In Matter of Lorchitsky v. Gotham Folding Box Co (230 N.Y. 8,12) we said that the mere proof of an accident without other evidence does not create the statutory presumption that the accident arose out of and in the course of the employment, but that there "must be some evidence from which the conclusion canbe drawn that the injuries did arise out of and in the course of the employment." (Emphasis supplied.)

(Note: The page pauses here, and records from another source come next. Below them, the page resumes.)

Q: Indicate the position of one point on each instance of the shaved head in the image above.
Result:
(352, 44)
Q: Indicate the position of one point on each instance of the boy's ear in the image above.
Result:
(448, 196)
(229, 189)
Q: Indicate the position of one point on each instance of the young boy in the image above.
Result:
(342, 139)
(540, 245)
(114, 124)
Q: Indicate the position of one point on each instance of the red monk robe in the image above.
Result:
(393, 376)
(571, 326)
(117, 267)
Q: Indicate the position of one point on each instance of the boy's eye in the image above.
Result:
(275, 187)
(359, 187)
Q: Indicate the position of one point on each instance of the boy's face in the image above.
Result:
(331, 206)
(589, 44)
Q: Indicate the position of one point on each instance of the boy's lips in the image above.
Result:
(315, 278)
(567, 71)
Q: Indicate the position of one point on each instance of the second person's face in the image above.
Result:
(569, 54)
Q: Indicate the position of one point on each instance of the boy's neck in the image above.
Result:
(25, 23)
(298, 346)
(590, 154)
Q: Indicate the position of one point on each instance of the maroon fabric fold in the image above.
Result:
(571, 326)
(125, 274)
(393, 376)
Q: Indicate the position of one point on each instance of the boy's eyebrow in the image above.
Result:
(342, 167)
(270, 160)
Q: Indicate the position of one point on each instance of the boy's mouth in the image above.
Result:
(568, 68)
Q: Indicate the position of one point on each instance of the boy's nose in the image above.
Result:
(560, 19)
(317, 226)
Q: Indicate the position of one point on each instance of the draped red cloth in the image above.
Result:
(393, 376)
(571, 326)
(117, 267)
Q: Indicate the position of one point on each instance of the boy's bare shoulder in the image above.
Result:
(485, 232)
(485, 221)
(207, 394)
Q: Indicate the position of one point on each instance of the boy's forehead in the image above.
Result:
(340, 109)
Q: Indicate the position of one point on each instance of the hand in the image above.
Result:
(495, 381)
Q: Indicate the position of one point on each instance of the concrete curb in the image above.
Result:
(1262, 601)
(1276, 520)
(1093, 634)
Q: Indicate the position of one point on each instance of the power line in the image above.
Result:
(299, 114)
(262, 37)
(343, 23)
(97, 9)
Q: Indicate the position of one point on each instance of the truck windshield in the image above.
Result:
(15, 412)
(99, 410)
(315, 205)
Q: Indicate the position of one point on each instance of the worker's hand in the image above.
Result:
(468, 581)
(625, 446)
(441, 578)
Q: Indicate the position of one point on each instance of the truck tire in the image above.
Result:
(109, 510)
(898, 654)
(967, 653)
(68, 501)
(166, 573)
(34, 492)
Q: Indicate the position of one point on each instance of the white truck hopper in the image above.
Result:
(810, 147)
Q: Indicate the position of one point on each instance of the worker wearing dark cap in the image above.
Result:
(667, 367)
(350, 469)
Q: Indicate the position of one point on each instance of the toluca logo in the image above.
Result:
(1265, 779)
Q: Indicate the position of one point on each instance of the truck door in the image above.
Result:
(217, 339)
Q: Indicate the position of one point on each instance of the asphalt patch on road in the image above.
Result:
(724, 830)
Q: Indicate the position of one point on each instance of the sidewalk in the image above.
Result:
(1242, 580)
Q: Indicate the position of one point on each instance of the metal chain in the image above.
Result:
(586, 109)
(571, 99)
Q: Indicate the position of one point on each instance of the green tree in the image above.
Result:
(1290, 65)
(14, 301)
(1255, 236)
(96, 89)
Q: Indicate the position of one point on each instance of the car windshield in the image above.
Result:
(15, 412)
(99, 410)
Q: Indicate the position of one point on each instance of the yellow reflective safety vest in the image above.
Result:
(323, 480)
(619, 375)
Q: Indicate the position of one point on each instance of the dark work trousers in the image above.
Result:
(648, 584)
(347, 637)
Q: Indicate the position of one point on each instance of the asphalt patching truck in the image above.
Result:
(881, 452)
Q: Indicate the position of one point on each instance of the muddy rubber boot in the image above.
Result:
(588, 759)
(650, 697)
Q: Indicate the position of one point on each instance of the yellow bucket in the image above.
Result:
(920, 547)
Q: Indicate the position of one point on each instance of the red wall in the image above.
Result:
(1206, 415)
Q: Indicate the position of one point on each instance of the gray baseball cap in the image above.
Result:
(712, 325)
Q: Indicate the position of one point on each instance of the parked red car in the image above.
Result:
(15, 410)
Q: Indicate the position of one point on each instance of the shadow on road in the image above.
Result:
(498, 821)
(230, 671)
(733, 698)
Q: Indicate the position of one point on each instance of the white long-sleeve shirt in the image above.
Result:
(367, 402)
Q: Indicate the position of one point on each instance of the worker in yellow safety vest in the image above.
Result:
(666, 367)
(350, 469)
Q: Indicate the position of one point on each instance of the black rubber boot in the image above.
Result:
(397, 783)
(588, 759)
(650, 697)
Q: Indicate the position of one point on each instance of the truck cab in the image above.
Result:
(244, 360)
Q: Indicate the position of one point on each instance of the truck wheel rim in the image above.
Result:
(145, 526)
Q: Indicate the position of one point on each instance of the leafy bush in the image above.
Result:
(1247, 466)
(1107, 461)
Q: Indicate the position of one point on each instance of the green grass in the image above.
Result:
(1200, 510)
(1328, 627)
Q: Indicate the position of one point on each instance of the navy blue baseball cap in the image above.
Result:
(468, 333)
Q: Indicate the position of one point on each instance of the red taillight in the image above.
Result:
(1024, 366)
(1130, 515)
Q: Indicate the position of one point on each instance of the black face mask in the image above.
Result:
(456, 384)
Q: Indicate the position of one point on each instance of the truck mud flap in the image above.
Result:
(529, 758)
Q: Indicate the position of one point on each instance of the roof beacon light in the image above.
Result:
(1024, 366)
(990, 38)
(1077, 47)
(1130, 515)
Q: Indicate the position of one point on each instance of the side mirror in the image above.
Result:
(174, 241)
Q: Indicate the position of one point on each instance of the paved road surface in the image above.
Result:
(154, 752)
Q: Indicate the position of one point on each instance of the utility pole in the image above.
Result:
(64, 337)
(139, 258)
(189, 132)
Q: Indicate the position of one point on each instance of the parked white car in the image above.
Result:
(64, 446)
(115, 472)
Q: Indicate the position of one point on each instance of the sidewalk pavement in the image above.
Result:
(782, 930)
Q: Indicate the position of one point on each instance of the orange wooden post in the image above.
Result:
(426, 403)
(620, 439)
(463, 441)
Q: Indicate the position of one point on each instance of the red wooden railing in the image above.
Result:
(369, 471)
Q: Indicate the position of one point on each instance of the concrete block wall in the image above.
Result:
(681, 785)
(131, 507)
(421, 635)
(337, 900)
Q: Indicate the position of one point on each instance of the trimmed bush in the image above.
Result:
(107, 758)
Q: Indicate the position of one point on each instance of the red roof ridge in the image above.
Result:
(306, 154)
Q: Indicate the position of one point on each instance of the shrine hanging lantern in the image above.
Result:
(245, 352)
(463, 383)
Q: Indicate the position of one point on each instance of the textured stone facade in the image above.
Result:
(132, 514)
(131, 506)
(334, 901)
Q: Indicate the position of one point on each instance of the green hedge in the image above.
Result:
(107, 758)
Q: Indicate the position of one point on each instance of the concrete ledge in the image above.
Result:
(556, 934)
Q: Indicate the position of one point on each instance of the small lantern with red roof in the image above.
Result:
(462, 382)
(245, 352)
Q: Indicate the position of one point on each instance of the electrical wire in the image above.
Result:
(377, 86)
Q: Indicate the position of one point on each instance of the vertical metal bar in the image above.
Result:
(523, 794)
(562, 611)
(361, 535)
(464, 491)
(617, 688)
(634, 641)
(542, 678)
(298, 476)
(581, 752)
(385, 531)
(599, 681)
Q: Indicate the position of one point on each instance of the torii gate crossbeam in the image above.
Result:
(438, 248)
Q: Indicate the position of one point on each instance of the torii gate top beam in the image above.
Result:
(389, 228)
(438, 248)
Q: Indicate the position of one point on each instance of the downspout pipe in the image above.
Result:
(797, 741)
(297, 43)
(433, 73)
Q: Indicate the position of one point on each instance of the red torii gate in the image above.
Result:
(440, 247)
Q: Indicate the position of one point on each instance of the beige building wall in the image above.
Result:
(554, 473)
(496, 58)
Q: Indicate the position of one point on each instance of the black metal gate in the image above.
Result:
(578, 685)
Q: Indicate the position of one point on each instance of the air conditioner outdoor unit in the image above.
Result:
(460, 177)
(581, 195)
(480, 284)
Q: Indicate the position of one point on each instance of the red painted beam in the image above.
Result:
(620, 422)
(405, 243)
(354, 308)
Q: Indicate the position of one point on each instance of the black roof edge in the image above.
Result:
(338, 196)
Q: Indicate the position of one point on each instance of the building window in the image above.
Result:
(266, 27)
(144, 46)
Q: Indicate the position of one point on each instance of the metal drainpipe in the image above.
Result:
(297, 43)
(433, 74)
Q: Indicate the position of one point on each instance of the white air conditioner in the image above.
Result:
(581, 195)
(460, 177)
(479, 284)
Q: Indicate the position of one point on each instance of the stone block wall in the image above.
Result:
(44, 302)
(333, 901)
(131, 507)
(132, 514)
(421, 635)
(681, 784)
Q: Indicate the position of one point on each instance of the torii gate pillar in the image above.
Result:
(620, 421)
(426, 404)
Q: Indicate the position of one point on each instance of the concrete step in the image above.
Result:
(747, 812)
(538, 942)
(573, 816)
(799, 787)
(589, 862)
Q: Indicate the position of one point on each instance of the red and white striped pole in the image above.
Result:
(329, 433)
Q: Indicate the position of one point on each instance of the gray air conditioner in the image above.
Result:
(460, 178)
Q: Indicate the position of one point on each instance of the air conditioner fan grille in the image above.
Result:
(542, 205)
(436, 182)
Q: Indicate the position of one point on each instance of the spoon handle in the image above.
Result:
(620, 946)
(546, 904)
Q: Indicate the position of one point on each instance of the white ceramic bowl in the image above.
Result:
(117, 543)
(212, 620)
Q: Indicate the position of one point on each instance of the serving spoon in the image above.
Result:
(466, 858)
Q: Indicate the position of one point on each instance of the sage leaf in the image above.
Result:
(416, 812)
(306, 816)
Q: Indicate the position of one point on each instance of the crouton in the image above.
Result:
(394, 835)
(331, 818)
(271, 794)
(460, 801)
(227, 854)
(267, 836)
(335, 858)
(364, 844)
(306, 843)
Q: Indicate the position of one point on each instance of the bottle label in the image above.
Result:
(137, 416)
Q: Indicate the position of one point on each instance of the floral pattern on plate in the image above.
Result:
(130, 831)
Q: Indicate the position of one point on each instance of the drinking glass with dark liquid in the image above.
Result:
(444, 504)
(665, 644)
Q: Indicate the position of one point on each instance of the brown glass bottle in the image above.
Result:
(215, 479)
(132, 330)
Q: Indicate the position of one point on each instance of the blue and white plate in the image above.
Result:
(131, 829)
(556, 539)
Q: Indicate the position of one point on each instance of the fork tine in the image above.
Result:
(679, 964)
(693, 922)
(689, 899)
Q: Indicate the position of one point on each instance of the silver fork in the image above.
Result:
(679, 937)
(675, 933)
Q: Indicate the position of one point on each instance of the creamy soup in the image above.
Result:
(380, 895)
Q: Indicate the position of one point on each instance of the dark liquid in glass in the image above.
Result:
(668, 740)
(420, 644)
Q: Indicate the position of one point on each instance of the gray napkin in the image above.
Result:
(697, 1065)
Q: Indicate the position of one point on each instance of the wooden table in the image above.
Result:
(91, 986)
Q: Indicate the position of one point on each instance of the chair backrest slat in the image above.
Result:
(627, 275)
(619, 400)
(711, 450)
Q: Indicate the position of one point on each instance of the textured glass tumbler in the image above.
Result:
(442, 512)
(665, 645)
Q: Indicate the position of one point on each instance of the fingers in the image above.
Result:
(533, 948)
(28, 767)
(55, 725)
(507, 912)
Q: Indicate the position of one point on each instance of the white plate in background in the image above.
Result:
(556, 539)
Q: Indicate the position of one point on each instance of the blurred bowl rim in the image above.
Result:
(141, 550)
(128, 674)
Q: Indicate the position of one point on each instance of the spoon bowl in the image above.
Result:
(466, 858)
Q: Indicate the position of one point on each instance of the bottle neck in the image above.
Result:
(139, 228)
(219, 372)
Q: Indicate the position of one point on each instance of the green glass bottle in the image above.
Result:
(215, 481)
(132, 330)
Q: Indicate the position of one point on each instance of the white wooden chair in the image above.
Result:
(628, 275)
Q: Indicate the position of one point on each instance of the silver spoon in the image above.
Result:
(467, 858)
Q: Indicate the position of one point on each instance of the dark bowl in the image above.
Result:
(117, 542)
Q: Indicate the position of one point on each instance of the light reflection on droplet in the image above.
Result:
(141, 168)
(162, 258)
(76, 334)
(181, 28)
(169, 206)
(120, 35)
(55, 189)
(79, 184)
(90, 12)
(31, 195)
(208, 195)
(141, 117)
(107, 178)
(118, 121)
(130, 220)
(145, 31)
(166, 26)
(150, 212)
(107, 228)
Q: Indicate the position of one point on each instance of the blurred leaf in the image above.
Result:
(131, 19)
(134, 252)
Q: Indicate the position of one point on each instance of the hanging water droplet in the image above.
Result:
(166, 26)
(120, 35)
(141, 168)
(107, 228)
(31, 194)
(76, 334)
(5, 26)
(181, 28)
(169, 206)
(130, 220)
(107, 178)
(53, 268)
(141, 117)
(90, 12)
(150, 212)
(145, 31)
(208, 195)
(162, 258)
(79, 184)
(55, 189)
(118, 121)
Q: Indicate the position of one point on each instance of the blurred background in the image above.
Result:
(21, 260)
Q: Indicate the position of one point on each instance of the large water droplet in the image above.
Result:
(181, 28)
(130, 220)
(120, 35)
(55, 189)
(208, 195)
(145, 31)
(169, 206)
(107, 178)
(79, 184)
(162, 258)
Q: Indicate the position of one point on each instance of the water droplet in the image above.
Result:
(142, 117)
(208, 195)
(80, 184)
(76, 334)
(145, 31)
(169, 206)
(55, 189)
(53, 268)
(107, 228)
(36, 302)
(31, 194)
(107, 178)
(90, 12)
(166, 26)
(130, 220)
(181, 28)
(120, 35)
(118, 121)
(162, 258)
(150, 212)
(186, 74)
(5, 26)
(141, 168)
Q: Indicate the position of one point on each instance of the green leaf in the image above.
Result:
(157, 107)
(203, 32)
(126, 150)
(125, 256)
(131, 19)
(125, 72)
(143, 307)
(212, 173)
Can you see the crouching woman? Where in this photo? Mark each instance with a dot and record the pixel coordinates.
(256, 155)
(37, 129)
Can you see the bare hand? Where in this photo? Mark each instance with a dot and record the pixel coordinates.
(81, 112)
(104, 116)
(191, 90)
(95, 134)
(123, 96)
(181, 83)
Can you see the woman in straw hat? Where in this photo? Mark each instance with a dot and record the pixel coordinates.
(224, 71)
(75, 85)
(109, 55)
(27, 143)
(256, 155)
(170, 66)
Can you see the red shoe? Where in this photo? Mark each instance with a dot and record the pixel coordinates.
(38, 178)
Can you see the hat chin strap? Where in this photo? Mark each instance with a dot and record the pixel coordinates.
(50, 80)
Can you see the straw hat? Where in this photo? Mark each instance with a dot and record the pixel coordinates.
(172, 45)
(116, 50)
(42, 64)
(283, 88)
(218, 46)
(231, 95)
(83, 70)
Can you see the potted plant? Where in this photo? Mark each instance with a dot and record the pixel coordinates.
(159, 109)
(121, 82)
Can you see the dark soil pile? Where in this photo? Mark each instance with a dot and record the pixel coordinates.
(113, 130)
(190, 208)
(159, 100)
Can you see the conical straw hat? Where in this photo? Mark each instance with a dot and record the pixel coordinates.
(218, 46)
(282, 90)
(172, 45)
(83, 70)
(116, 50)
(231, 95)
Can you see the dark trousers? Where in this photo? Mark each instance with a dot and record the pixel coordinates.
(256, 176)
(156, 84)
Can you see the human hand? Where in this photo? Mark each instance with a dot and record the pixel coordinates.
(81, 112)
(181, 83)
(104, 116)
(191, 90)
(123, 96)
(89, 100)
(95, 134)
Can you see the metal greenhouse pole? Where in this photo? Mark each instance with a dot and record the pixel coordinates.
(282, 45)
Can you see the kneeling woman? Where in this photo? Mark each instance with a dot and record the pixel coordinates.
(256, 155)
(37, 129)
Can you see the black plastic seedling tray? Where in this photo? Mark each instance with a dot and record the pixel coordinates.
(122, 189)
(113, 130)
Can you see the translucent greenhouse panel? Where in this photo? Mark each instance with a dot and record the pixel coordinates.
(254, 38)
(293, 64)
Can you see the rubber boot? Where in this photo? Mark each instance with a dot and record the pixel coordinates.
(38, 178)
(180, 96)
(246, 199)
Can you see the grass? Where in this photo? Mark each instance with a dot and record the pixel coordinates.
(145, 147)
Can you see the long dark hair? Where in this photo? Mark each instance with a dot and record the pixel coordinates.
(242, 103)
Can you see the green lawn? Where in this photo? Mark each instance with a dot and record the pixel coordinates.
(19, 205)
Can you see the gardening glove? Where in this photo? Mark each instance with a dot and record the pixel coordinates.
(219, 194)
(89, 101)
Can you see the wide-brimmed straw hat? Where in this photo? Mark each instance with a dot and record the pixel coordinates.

While there is no direct evidence that claimant consumed contaminated food or drink in Olean, there was abundant indirect evidence from which that conclusion could reasonably be drawn by the board. There was certainly "some evidence" within the meaning of the Lorchitsky case. Claimant was sent into a flood area where there was special danger of typhoid infection as evidenced by the extraordinary precautions being taken by the medical authorities to prevent an epidemic. While on his employer's mission he partook of food and drink which might reasonably be found to have been contaminated, and he then developed the disease within the time which one so infected would have developed it. In the absence of "substantial evidence to the contrary" (Workmen's Compensation Law, § 21), that was sufficient to "create" or call into effect the statutory presumption that the disability arose out of and in the course of the employment. *Page 368
Concerning the second question in this case, we are of opinion that an employee suffers an "accidental * * * injury" within the meaning of the Workmen's Compensation Law (§ 48; § 2, subd. 7) when he is sent into a place of special danger and there contracts typhoid fever under the circumstances disclosed. Here the inroads of the germs were assignable to a determinate act identifiable in space and time. (Matter of Connelly v. HuntFurniture Co., 240 N.Y. 83, 85.) Thus we held in Lepow v.Lepow Knitting Mills, Inc. (288 N.Y. 377) that death benefits should be awarded under the Workmen's Compensation Law where decedent, a salesman on a business trip to South Africa, contracted malaria from a mosquito sting and died. In Matter ofGaites v. Society for Prevention of Cruelty to Children (251 App. Div. 761, affd. 277 N.Y. 534) we affirmed an award of compensation to a matron who contracted scarlet fever while taking care of children in a children's shelter which was under quarantine. In both cases claimant was required to work in a place of special danger and that fact was recognized by the court in both decisions. The chain of circumstances composed of acts of nature and of man which brought claimant to the point in time and place of danger where he ingested the germ was abnormal. It was "something catastrophic or extraordinary, a mishap or an accident (cf. Lewis v. Ocean A. G. Corp., [224 N.Y. 18] supra, at p. 21), though very likely a disease also. `A common sense appraisement of every day forms of speech and modes of thought must tell us when to stop' (Bird v. St. Paul F. M. Ins.Co., 224 N.Y. 47, 51)." (Matter of Connelly v. Hunt FurnitureCo., 240 N.Y. 83, 86.)
The order should be affirmed.
LOUGHRAN, Ch. J., LEWIS, THACHER, DYE and FULD, JJ., concur inPer Curiam opinion; CONWAY, J., dissents in opinion in which DESMOND, J., concurs.